Currently, HyPlag includes four analysis methods to identify potentially suspicious image similarity (see  for details). The code for the image-based analysis is available as a separate GitHub repository.
- Perceptual hashing (pHash) is a well-established, fast, and reliable method to find highly similar images.
- Trigram text matching for the text that has been extracted from images using OCR.
- Positional text matching improves the similarity analysis for OCR text of figures that includes significant recognition errors. The approach only considers text matches for computing the similarity of two images if the matching text occurs in broadly similar regions in both images.
- Ratio hashing identifies highly similar bar charts by comparing the relative heights of the bars sorted in decreasing order and calculating the sum of the differences of the bar heights.

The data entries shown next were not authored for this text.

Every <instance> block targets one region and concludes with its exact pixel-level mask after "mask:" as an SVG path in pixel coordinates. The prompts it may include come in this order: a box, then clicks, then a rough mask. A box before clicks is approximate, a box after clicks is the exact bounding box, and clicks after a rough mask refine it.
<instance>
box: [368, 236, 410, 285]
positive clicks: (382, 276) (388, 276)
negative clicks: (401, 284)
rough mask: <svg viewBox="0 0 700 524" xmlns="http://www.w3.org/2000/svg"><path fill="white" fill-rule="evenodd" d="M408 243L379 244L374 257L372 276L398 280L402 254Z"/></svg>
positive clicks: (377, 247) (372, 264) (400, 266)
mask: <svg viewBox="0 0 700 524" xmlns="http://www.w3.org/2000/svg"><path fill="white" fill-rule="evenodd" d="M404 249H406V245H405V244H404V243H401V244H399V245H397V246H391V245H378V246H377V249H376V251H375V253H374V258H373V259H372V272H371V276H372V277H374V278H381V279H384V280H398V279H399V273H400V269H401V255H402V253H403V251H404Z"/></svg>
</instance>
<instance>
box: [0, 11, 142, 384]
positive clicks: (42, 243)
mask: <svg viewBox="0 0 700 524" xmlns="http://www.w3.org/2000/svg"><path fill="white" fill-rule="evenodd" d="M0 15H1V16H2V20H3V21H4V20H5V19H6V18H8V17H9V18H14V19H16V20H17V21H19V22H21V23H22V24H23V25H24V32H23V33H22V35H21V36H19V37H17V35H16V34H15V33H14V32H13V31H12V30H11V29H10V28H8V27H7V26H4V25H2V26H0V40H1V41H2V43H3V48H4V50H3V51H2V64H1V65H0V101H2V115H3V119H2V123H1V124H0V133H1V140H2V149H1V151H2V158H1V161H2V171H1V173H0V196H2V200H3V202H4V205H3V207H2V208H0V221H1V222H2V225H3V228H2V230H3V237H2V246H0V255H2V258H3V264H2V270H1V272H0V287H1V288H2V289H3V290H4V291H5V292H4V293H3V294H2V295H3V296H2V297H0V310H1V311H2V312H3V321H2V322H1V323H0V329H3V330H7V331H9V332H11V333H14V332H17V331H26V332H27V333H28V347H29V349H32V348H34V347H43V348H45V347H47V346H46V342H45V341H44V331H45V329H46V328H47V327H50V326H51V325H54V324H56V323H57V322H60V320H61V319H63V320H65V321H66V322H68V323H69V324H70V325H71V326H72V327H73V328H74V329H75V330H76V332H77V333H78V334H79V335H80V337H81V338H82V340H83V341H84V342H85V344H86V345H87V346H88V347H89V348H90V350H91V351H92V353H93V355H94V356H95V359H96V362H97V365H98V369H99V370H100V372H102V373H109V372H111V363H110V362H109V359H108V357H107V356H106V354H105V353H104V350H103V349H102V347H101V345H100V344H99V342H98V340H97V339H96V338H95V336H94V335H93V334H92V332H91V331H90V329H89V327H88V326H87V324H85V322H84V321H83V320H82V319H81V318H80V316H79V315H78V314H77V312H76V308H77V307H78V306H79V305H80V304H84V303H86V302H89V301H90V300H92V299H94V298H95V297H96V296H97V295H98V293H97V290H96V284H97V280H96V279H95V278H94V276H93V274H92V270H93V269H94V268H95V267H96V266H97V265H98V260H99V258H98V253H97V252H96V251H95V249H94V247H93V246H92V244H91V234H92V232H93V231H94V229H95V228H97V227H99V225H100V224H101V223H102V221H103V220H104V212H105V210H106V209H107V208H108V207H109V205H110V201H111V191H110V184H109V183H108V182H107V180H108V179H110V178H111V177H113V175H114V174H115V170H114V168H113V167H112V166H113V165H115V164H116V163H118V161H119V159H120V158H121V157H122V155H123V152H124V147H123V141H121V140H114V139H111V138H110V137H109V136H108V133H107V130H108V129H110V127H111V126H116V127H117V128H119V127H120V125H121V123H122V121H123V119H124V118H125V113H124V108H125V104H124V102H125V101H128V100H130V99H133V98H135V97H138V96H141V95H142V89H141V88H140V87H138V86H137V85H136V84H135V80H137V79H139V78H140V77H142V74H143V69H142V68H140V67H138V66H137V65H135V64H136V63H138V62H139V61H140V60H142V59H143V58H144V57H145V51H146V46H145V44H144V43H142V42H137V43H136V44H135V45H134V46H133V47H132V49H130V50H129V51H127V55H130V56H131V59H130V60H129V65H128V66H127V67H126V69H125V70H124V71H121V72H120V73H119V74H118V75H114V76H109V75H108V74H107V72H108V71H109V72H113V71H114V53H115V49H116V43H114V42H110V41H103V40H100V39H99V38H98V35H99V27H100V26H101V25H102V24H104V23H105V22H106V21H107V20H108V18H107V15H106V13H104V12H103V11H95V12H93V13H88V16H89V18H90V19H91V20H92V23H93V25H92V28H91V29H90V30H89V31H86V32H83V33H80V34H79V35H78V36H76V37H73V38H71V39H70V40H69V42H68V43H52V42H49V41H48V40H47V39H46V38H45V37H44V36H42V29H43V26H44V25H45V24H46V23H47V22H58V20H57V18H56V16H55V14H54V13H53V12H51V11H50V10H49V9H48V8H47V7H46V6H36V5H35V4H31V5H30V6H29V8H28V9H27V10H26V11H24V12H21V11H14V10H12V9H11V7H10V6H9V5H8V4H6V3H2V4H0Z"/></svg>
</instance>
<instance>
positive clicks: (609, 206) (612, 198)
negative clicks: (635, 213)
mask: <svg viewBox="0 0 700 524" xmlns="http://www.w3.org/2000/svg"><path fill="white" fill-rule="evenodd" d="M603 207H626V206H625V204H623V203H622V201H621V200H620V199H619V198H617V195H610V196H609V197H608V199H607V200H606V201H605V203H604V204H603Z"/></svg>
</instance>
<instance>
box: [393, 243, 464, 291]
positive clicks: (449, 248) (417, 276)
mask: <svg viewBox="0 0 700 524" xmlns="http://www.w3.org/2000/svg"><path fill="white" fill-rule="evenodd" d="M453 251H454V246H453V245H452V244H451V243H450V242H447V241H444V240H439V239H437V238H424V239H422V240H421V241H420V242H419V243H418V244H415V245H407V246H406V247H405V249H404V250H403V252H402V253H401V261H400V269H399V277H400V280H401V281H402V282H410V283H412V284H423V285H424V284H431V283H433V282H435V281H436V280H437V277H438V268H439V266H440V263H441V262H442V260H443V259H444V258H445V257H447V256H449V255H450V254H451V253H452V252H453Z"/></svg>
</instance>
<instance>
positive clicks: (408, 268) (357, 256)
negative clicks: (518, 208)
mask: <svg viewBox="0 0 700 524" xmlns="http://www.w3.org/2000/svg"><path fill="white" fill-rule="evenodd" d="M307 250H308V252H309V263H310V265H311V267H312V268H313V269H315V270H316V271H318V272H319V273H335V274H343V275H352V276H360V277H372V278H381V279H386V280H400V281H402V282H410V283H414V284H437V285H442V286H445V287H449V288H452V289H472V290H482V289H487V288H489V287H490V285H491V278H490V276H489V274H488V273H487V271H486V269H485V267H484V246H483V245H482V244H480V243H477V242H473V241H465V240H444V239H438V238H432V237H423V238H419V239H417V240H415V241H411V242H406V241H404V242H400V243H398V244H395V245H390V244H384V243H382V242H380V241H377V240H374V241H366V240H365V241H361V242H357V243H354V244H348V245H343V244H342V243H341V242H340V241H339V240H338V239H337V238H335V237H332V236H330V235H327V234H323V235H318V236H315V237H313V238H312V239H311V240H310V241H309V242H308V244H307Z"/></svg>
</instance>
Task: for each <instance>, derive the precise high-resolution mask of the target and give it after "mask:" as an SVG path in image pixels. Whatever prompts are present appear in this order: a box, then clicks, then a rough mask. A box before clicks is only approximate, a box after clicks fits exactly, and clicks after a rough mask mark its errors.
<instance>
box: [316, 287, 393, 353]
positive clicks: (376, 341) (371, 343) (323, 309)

To create mathematics-based semantic fingerprints of documents, HyPlag uses three similarity measures that analyze mathematical identifiers. We showed that identifiers are most effective for this purpose in a previous study (see our project page on Math-based PD or  for details)
- Frequency histograms of mathematical identifiers (Histo) quantifies the similarity of two documents by analyzing the union of the identifiers in both documents. HyPlag considers the relative difference in the number of occurrences of individual identifiers. The Histo measure quantifies the global overlap of mathematical identifiers in the analyzed documents. The number of shared identifiers is normalized by the sum of identifiers in both documents. Thus, achieving high scores requires documents that contain a comparable number of identifiers. Typically, this requirement is only met if the two documents are of similar length.
- Longest Common Subsequence of Identifiers (LCIS) is the maximum number of identifiers that match in both documents in the same order, but not necessarily in a contiguous block. HyPlag considers the number of identifiers in the query document that are part of the longest common identifier sequence. Like Histo, the LCIS measure quantifies the global similarity of documents, but considers the order while Histo is order-agnostic.
- Greedy Identifier Tiles (GIT) are the set of all individually longest blocks of shared identifiers in identical order that cannot be extended to the left or right without encountering a non-matching identifier. The GIT score quantifies the number of identifiers in the query document that are part of identifier tiles with a minimum length of five.
To find similar text, HyPlag relies on established text retrieval methods.
- Text fingerprinting performs text chunking using word 3-grams and probabilistically selects a subset of chunks for computing a digital signature of the input text. The mean probability for chunk retention is 1 16. We realized this approach by adapting the Sherlock tool.
- Encoplot, developed by Grozea et al. , is an efficient character 16-gram comparison that achieves a time-complexity of O(n) by ignoring repeated matches.
- Boyer-Moore string matching to identify all strings (including repetitions) with 12 or more identical words.